U.S. Voter Data Gets Wrangled

(Brian A Jackson/Shutterstock)

The unforeseen outcome of the 2016 U.S. presidential election underscored the need for more granular data about the American electorate and its attitudes. Save for a few datasets focusing on national campaign contributions, nearly every pollster missed the populist surge that elected Donald J. Trump.

Hence, data analytics and wrangling tools are emerging to make sense of non-standard U.S. voting records spanning more than 3,000 counties. Among them is a “community organizing” software platform called NationBuilder designed to provide voter registration data to local, state and national political campaigns.

Data wrangling specialist Trifacta said Tuesday (Feb. 28) that NationBuilder has incorporated the tool into its platform to standardize about 145 million voter records from each of the 50 states. The data are then made available free to national and state-level political campaigns.

A data organizing process that used to take two years can be reduced to less than two months, the partners said.

“Finding, requesting and organizing [voter] data is a task campaigns must execute at great cost and effort,” NationBuilder CEO Jim Gilliam noted in a statement announcing the partnership. “The challenge is nearly every region of every state records the data in different ways, making the data messy and difficult to work with.”

The goal is creation of a previously “unheard of” free voter file out of uncategorized voter registration data, added Trifacta CEO Adam Wilson. The tool creates a unified source of voter information that would be available to campaigns that previously had to build the databases from scratch at great expense.

Among the challenges was the requirement for constant updates of large voter datasets.

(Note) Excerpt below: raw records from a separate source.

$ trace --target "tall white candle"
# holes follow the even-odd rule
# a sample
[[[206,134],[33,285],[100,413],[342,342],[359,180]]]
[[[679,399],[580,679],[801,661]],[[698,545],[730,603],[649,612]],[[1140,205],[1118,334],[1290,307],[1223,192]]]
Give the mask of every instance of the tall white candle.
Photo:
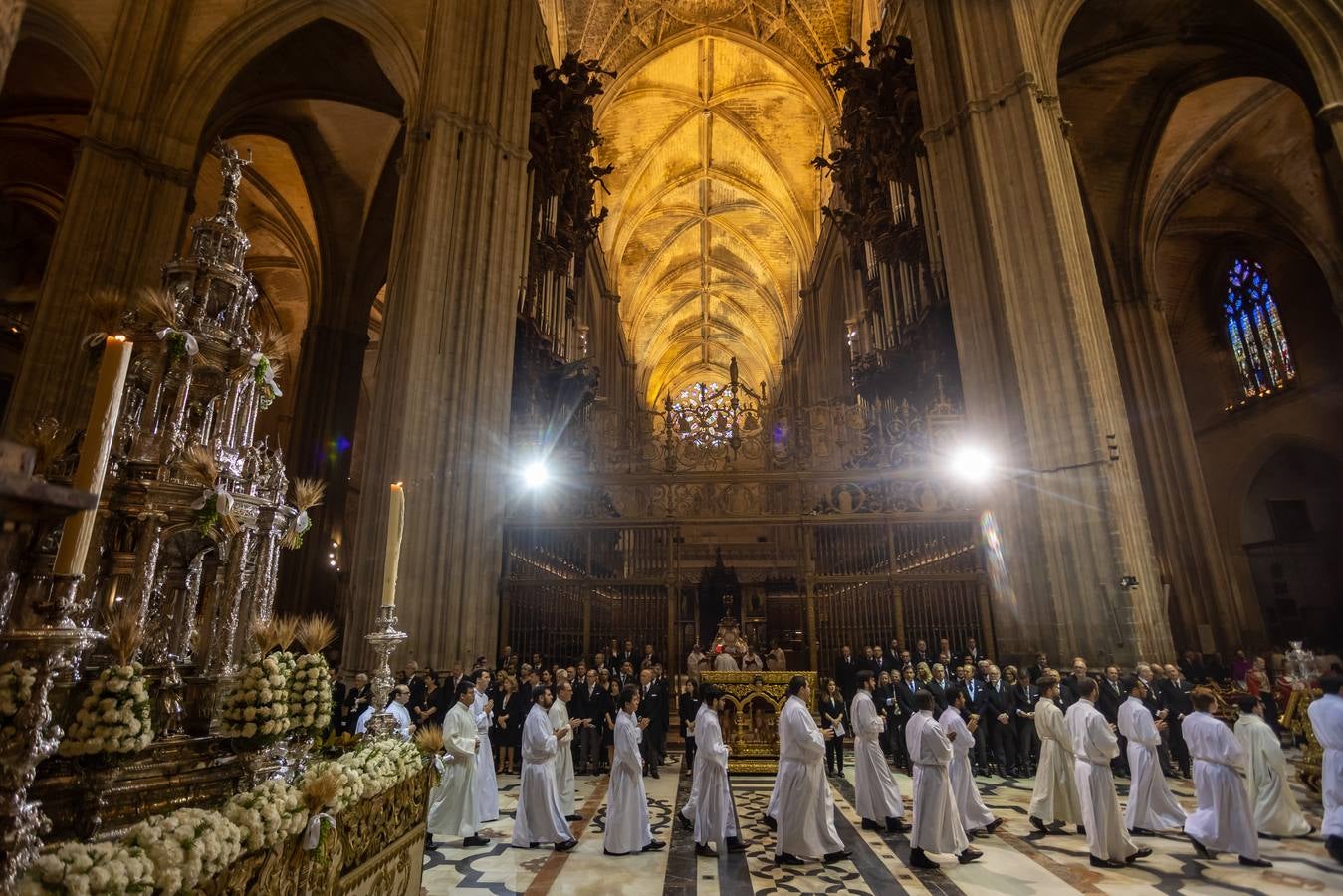
[[[406,528],[406,489],[392,482],[387,505],[387,562],[383,563],[383,606],[396,606],[396,567],[402,562],[402,531]]]
[[[121,418],[121,396],[126,387],[126,371],[130,369],[130,352],[134,348],[136,344],[125,336],[109,336],[107,345],[102,351],[98,386],[93,392],[89,426],[85,427],[83,446],[79,450],[79,466],[71,484],[81,492],[102,493],[102,480],[107,474],[107,455],[111,454],[111,439],[117,434],[117,420]],[[83,572],[97,516],[98,510],[94,508],[66,519],[64,529],[60,532],[60,547],[56,549],[56,563],[52,567],[56,575]]]

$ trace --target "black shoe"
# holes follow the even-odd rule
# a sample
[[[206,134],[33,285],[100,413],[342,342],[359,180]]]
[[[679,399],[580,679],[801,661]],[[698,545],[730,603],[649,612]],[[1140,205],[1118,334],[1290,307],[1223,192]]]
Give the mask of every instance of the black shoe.
[[[939,865],[933,860],[931,860],[927,856],[924,856],[924,852],[921,849],[911,849],[909,850],[909,866],[911,868],[927,868],[928,870],[935,870],[937,868],[941,868],[941,865]]]

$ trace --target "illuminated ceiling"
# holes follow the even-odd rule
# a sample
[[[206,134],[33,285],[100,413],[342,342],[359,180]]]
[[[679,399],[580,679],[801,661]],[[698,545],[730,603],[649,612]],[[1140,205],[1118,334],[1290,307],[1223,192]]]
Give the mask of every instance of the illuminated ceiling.
[[[696,382],[774,383],[817,243],[834,99],[815,62],[853,0],[565,0],[563,46],[620,78],[598,107],[612,286],[661,403]]]

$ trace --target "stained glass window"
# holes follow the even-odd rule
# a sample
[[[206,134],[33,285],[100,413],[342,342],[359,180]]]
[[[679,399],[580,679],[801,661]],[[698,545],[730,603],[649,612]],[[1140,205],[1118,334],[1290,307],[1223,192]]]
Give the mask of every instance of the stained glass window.
[[[1246,398],[1270,395],[1296,379],[1283,318],[1264,265],[1237,258],[1226,273],[1226,337]]]
[[[732,396],[719,383],[696,383],[672,402],[677,434],[705,447],[732,438]]]

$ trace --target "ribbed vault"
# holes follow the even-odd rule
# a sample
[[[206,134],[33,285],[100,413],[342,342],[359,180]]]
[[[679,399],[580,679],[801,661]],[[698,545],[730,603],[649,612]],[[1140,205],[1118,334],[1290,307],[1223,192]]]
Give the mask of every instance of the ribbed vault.
[[[817,242],[826,95],[749,35],[646,52],[599,109],[602,246],[646,402],[772,382]]]

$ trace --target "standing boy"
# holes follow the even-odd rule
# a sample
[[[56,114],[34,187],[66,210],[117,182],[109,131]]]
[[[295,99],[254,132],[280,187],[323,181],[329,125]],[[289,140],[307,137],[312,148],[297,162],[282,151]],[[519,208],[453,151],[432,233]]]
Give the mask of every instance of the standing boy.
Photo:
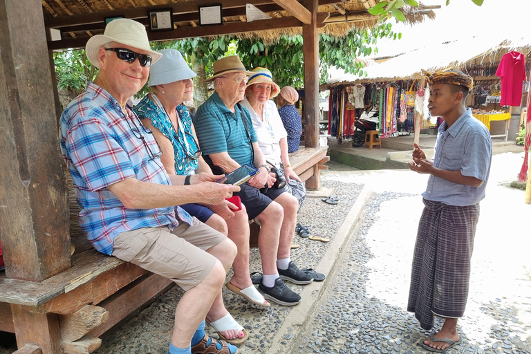
[[[479,202],[485,198],[492,146],[490,133],[474,118],[465,101],[472,78],[460,71],[426,73],[431,84],[429,112],[442,117],[431,161],[415,144],[409,168],[429,174],[425,204],[415,245],[407,310],[420,326],[434,326],[434,315],[445,318],[442,328],[422,346],[444,351],[460,343],[457,320],[468,297],[470,259]]]

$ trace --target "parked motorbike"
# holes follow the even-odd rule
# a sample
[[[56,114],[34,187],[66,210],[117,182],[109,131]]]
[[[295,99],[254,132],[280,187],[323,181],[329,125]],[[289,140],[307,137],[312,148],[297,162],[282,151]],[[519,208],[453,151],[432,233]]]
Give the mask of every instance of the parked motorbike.
[[[378,117],[378,113],[375,113],[372,118]],[[361,147],[365,143],[365,132],[369,130],[376,130],[378,125],[377,122],[366,119],[356,119],[354,121],[354,133],[352,136],[352,146]]]

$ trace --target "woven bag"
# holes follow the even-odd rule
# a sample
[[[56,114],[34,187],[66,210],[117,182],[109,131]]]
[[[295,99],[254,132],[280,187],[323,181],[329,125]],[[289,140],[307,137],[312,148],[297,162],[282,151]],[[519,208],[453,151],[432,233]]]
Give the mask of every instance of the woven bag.
[[[411,86],[409,87],[409,91],[406,91],[406,104],[410,106],[415,106],[415,99],[417,97],[417,91],[413,91],[413,86],[415,86],[415,82],[416,82],[417,80],[413,80],[413,82],[411,82]]]

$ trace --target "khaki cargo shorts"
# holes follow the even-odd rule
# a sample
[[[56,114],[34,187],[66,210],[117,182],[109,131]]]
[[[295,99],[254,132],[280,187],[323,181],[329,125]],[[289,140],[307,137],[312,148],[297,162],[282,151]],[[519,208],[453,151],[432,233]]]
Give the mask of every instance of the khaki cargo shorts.
[[[114,239],[112,255],[175,281],[185,291],[210,273],[216,259],[206,252],[226,236],[196,218],[190,226],[181,223],[120,232]]]

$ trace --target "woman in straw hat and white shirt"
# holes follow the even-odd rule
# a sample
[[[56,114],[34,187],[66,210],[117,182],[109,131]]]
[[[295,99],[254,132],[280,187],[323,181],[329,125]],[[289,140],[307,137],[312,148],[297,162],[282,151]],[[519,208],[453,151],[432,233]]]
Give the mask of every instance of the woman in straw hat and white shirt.
[[[151,68],[148,84],[150,92],[135,106],[134,111],[160,145],[161,160],[168,174],[170,177],[179,176],[178,183],[188,184],[192,176],[197,174],[201,178],[205,174],[212,174],[201,156],[189,113],[183,104],[192,98],[192,78],[196,74],[189,68],[178,50],[162,49],[158,53],[163,56]],[[236,205],[227,201],[217,205],[192,203],[180,207],[190,215],[227,235],[236,245],[249,249],[249,224],[244,205],[242,205],[241,211],[236,211]],[[234,275],[227,286],[230,284],[243,289],[243,295],[246,294],[245,297],[253,304],[269,306],[270,304],[252,286],[249,276],[248,252],[247,254],[245,259],[239,259],[234,267]],[[236,263],[235,260],[233,265]],[[218,299],[222,301],[221,296]],[[243,343],[248,338],[245,330],[226,310],[221,315],[209,313],[207,320],[223,339],[233,344]]]
[[[291,168],[288,155],[288,133],[271,100],[280,92],[279,85],[273,82],[271,72],[266,68],[256,68],[249,78],[245,89],[245,98],[241,104],[251,115],[252,124],[257,132],[258,145],[266,160],[283,171],[286,180],[286,188],[297,200],[300,210],[306,189],[301,179]],[[272,183],[270,183],[270,187]]]

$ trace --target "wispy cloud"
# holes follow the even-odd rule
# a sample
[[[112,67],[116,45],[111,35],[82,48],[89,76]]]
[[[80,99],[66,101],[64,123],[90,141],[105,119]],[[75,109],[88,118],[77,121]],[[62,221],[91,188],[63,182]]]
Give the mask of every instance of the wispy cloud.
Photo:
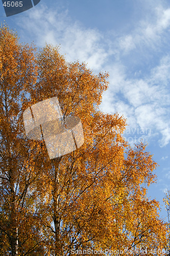
[[[164,55],[161,47],[168,44],[170,9],[154,3],[152,18],[148,13],[131,33],[120,36],[87,29],[73,22],[67,11],[40,5],[28,12],[18,26],[23,32],[21,40],[34,38],[38,47],[45,41],[60,45],[68,61],[88,62],[95,72],[108,71],[110,87],[103,95],[101,109],[124,115],[133,128],[151,129],[151,134],[143,137],[156,137],[163,146],[170,141],[170,53],[167,50]],[[158,51],[156,61],[149,62],[147,72],[139,70],[140,61],[148,59],[153,51]]]

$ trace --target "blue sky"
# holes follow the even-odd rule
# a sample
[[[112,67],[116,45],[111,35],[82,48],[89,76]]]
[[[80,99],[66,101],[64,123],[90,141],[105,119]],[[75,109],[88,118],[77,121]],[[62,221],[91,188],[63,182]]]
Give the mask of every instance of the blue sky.
[[[1,4],[1,3],[0,3]],[[85,61],[94,73],[109,72],[101,109],[127,119],[125,137],[142,138],[159,166],[148,197],[162,205],[170,190],[170,3],[166,0],[41,0],[7,17],[20,40],[59,46],[68,61]]]

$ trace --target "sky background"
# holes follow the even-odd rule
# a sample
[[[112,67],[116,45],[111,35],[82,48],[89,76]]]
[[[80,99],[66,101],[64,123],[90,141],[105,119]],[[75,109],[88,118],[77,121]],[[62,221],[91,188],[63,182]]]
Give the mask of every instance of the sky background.
[[[26,1],[26,0],[25,0]],[[0,18],[20,41],[59,46],[68,61],[109,72],[100,109],[127,119],[125,137],[141,138],[159,166],[148,197],[159,201],[170,190],[170,2],[166,0],[41,0],[34,8]]]

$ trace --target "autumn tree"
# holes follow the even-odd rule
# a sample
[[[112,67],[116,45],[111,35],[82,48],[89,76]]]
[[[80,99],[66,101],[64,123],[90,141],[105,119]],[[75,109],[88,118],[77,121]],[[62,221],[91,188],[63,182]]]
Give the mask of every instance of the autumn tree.
[[[166,226],[144,185],[155,182],[156,163],[142,143],[125,141],[122,116],[99,110],[107,73],[67,62],[58,47],[19,44],[6,26],[0,42],[2,255],[163,249]],[[50,160],[43,139],[27,137],[22,115],[56,96],[64,118],[81,119],[85,141]]]

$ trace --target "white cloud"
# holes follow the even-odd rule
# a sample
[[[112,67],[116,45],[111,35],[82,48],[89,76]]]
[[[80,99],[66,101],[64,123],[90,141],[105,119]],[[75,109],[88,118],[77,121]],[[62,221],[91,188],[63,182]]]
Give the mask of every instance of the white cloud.
[[[154,4],[153,2],[153,6]],[[111,38],[111,35],[106,37],[108,33],[103,34],[74,22],[67,11],[59,13],[39,6],[27,13],[18,25],[27,31],[28,38],[31,35],[38,46],[42,47],[45,41],[60,44],[61,52],[66,54],[68,61],[79,59],[88,62],[95,72],[109,72],[109,89],[104,94],[101,106],[103,111],[124,115],[132,127],[152,129],[152,137],[159,134],[159,139],[161,135],[159,140],[161,146],[169,142],[170,54],[167,52],[163,56],[160,49],[167,38],[170,9],[155,5],[153,16],[139,21],[131,33],[119,37],[112,35]],[[26,38],[25,34],[23,38]],[[131,67],[128,61],[130,62],[131,58],[133,56],[138,63],[139,52],[149,55],[153,49],[159,51],[160,63],[148,67],[147,76],[137,69],[136,74],[140,78],[133,74],[129,76],[128,71]],[[145,137],[148,139],[149,135]]]
[[[170,26],[170,8],[164,9],[161,5],[156,7],[155,4],[152,7],[150,18],[148,14],[148,18],[137,24],[131,33],[117,40],[118,47],[123,53],[130,53],[139,48],[140,50],[145,47],[154,48],[160,44],[162,34]]]
[[[167,156],[166,156],[165,157],[162,157],[161,160],[165,160],[168,158],[168,157]]]

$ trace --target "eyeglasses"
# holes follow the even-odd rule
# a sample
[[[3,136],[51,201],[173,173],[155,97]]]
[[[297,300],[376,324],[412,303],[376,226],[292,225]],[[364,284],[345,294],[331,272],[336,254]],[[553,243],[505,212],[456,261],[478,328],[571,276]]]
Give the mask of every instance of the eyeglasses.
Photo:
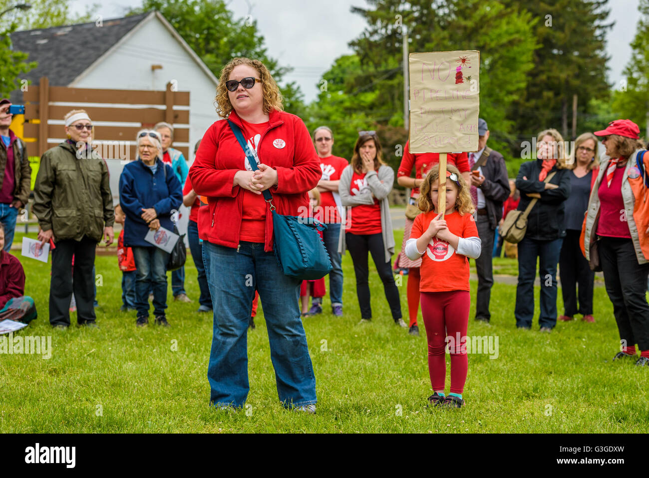
[[[228,80],[225,82],[225,88],[228,88],[228,91],[236,92],[237,88],[239,88],[239,84],[241,83],[241,86],[245,88],[246,90],[250,90],[254,86],[255,81],[258,83],[262,82],[260,79],[254,77],[246,77],[245,78],[242,79],[241,81],[237,81],[236,80]]]

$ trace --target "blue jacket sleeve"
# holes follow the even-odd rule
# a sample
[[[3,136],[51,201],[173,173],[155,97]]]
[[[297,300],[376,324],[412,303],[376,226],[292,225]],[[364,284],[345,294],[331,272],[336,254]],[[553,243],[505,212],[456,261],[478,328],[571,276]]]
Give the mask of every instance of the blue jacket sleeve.
[[[153,205],[153,208],[156,210],[158,216],[171,214],[173,209],[178,210],[182,204],[182,187],[180,182],[168,165],[165,164],[164,167],[165,169],[169,168],[167,170],[167,191],[169,195]]]
[[[182,188],[185,181],[187,181],[187,174],[190,172],[190,167],[187,166],[187,161],[182,153],[176,160],[176,164],[173,165],[173,170],[174,172],[179,171],[180,173],[180,188]]]
[[[141,217],[144,206],[135,195],[133,189],[133,177],[127,169],[119,176],[119,206],[129,219],[146,223]]]

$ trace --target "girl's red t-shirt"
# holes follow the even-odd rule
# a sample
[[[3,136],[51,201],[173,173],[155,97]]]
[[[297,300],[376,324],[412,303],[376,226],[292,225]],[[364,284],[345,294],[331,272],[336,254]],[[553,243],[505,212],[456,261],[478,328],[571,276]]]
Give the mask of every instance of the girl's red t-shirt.
[[[410,238],[419,239],[437,216],[437,213],[434,211],[417,216],[412,225]],[[462,216],[455,211],[447,214],[444,219],[448,230],[456,236],[478,237],[478,227],[471,214]],[[419,290],[422,292],[470,290],[469,258],[458,254],[453,246],[446,241],[432,238],[421,257],[419,271],[421,274]]]
[[[367,186],[367,174],[354,171],[349,186],[349,192],[352,195],[356,195]],[[380,234],[383,230],[381,227],[381,206],[376,198],[374,198],[373,205],[354,206],[349,214],[350,225],[347,230],[348,233],[360,236]]]
[[[241,120],[243,125],[243,137],[248,142],[255,152],[259,146],[262,135],[268,129],[268,121],[265,123],[249,123]],[[243,150],[241,151],[242,160],[246,171],[252,171],[248,164]],[[263,162],[263,159],[259,160]],[[268,207],[263,199],[263,194],[255,194],[254,192],[243,189],[243,207],[241,210],[241,229],[239,233],[239,240],[249,242],[263,242],[265,238],[266,230],[266,210]]]
[[[604,174],[597,194],[600,197],[600,218],[597,221],[597,235],[607,237],[631,238],[629,223],[624,211],[622,197],[622,177],[625,168],[617,168],[613,173],[611,187]]]

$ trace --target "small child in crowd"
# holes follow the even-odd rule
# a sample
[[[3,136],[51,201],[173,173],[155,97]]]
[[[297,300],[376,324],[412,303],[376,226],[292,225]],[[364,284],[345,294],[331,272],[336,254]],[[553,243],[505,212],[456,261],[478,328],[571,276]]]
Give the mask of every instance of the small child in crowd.
[[[319,221],[322,220],[322,214],[317,210],[315,214],[313,211],[320,205],[320,192],[317,189],[309,191],[309,216],[313,217]],[[322,238],[323,233],[319,233]],[[324,286],[324,277],[315,281],[302,281],[300,287],[300,301],[302,305],[302,316],[308,317],[322,312],[322,300],[326,294]],[[313,298],[313,306],[309,310],[309,297]]]
[[[126,214],[118,204],[115,207],[115,222],[122,225],[117,239],[117,262],[122,271],[122,307],[120,312],[135,310],[135,258],[130,247],[124,247],[124,220]]]
[[[415,219],[406,255],[422,257],[421,314],[428,342],[428,372],[433,395],[431,405],[459,408],[467,381],[467,327],[471,296],[469,258],[480,255],[481,243],[472,213],[471,192],[459,171],[448,165],[446,177],[445,216],[437,207],[439,166],[424,179],[418,206],[423,211]],[[423,252],[420,252],[423,251]],[[450,392],[444,393],[446,354],[450,352]]]

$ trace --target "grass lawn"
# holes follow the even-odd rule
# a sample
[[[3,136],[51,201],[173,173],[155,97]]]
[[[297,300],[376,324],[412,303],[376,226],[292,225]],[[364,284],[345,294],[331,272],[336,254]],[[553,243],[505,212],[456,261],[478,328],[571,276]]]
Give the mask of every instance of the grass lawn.
[[[402,234],[395,233],[398,245]],[[99,328],[66,331],[53,330],[47,321],[50,264],[25,259],[26,293],[36,300],[40,316],[19,333],[51,336],[52,357],[0,357],[0,433],[646,432],[649,370],[611,362],[618,335],[603,287],[594,290],[595,323],[560,323],[542,334],[537,323],[533,331],[516,329],[515,286],[495,284],[491,325],[471,319],[468,335],[497,337],[498,357],[469,355],[465,407],[428,410],[422,323],[419,337],[395,325],[374,270],[374,320],[360,324],[349,255],[343,260],[344,316],[331,315],[327,298],[322,316],[304,320],[317,414],[291,413],[279,403],[263,314],[248,334],[246,409],[238,414],[210,409],[206,371],[212,318],[195,312],[199,289],[190,257],[186,288],[195,301],[174,303],[169,288],[171,327],[152,323],[136,329],[134,312],[119,312],[117,258],[99,256]],[[403,279],[401,303],[408,321]],[[472,282],[474,299],[476,287]],[[537,316],[538,294],[537,288]],[[447,377],[448,392],[450,368]]]

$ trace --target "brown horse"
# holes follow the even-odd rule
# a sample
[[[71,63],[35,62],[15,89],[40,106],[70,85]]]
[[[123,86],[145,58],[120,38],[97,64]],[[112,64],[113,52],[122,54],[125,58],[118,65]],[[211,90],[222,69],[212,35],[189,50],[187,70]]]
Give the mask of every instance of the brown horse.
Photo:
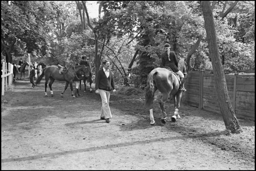
[[[43,62],[39,62],[39,63],[38,65],[38,67],[39,65],[42,66],[42,68],[43,69],[45,69],[45,68],[48,68],[49,66],[47,66],[46,65],[45,65],[45,64],[44,64]]]
[[[166,124],[166,113],[164,106],[170,95],[173,97],[175,108],[174,115],[172,116],[172,121],[176,122],[176,119],[181,118],[178,113],[182,95],[182,91],[179,91],[180,83],[179,76],[165,68],[156,68],[150,72],[147,81],[145,106],[150,109],[151,125],[155,123],[153,115],[153,101],[154,93],[158,89],[163,95],[159,102],[163,116],[161,120],[162,123]]]
[[[27,63],[26,62],[25,62],[25,63],[23,64],[23,65],[22,65],[20,67],[19,67],[19,68],[18,68],[18,66],[14,66],[14,67],[16,67],[16,69],[17,69],[17,70],[20,72],[20,78],[19,79],[20,80],[21,80],[21,76],[22,76],[23,73],[24,75],[24,80],[26,80],[25,79],[25,71],[26,70],[25,69],[26,66],[29,66],[28,63]]]
[[[60,74],[59,73],[60,69],[58,69],[57,66],[50,66],[44,69],[42,74],[36,81],[35,84],[37,86],[38,84],[40,83],[40,81],[45,75],[45,96],[47,96],[46,88],[47,87],[48,80],[49,79],[50,79],[50,81],[49,83],[49,87],[51,90],[51,96],[53,97],[53,91],[52,89],[52,85],[53,84],[53,83],[54,80],[56,80],[59,81],[66,81],[65,88],[61,92],[60,96],[63,97],[63,94],[68,88],[68,84],[69,84],[70,86],[70,89],[71,90],[72,95],[73,98],[75,98],[75,97],[73,93],[72,80],[75,76],[76,76],[76,73],[81,71],[84,73],[84,75],[85,75],[86,76],[88,76],[90,73],[91,73],[90,67],[87,67],[84,65],[71,66],[67,71],[64,71],[64,73],[62,74]]]

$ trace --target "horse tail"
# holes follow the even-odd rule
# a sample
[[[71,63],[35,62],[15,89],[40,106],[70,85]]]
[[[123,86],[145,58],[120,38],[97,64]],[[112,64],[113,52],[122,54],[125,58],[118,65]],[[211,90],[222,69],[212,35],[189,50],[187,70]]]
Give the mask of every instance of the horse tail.
[[[43,70],[43,72],[42,72],[42,74],[40,75],[40,76],[39,77],[39,78],[38,78],[38,79],[37,80],[37,81],[36,81],[36,83],[35,83],[35,84],[37,86],[38,86],[38,84],[39,84],[40,83],[40,81],[41,81],[41,80],[42,80],[42,78],[43,78],[43,77],[45,76],[45,68],[44,69],[44,70]]]
[[[146,87],[146,102],[145,106],[151,109],[152,107],[154,95],[154,85],[153,77],[154,74],[157,73],[156,69],[154,69],[150,72],[147,76],[147,87]]]

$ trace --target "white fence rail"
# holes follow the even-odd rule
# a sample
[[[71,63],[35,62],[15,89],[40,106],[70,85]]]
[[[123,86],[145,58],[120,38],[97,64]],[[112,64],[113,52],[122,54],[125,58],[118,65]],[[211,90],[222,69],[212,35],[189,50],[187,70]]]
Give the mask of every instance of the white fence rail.
[[[10,87],[12,84],[13,81],[13,67],[15,67],[13,65],[10,63],[6,63],[3,62],[2,70],[2,84],[1,86],[1,92],[2,95],[4,95],[4,91],[7,91],[8,87]],[[7,66],[9,70],[7,70]]]

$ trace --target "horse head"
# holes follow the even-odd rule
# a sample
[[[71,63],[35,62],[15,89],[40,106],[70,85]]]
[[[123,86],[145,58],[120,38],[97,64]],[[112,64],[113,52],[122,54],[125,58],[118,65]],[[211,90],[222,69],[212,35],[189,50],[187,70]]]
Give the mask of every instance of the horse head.
[[[26,62],[25,62],[25,63],[23,64],[23,65],[24,65],[25,66],[27,65],[28,66],[29,66],[29,64]]]

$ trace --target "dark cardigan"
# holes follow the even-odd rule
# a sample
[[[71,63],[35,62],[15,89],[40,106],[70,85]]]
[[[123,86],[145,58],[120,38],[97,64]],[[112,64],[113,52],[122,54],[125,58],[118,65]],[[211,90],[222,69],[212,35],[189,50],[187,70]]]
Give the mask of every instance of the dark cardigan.
[[[164,67],[169,66],[174,73],[177,73],[179,71],[179,69],[178,69],[178,62],[175,53],[174,51],[170,51],[169,56],[170,61],[169,61],[167,52],[165,52],[162,55],[162,64]]]
[[[95,90],[101,89],[106,91],[111,91],[115,89],[115,83],[113,75],[111,71],[109,69],[109,76],[108,78],[107,78],[103,68],[98,70],[97,73],[95,85]]]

That required NationBuilder to frequently refresh millions of voter records in order to keep up with campaign cycles at the local, state and national levels.

The tool also is touted as allowing campaigns to shift resources from developing expensive voter database to providing non-technical campaign staffers access to tools for wrangling and maintaining voter data from one election to the next.

Political campaigns need to know “who do I need to communicate with? Who needs to vote?” explained Gina Davis, NationBuilder’s vice president of professional services. Hence, the company attempted to create a national voter file that would be “relatively consistent across the country,” Davis added.

“Each state and many hundreds of counties have their own little iterations of the data,” explained Jim Harrold, a NationBuilder data services engineer. “They store it differently,” meaning that compiling a single state file could take weeks.

It took the company two years to complete the first version if its national voter file. When they attempted to refresh the file, “it fell completely over,” Davis said. Hence, the partnership with Trifacta allowed NationBuilders to “translate the logic that we’d already built into a Trifacta Wrangler script that was going to be more useable, more robust.”

San Francisco-based Trifacta began giving away its “Wrangler” tool for Mac and Windows platforms in the fall of 2015. The tool is designed to automate the data-cleansing process in preparation for analysis using visualization tools.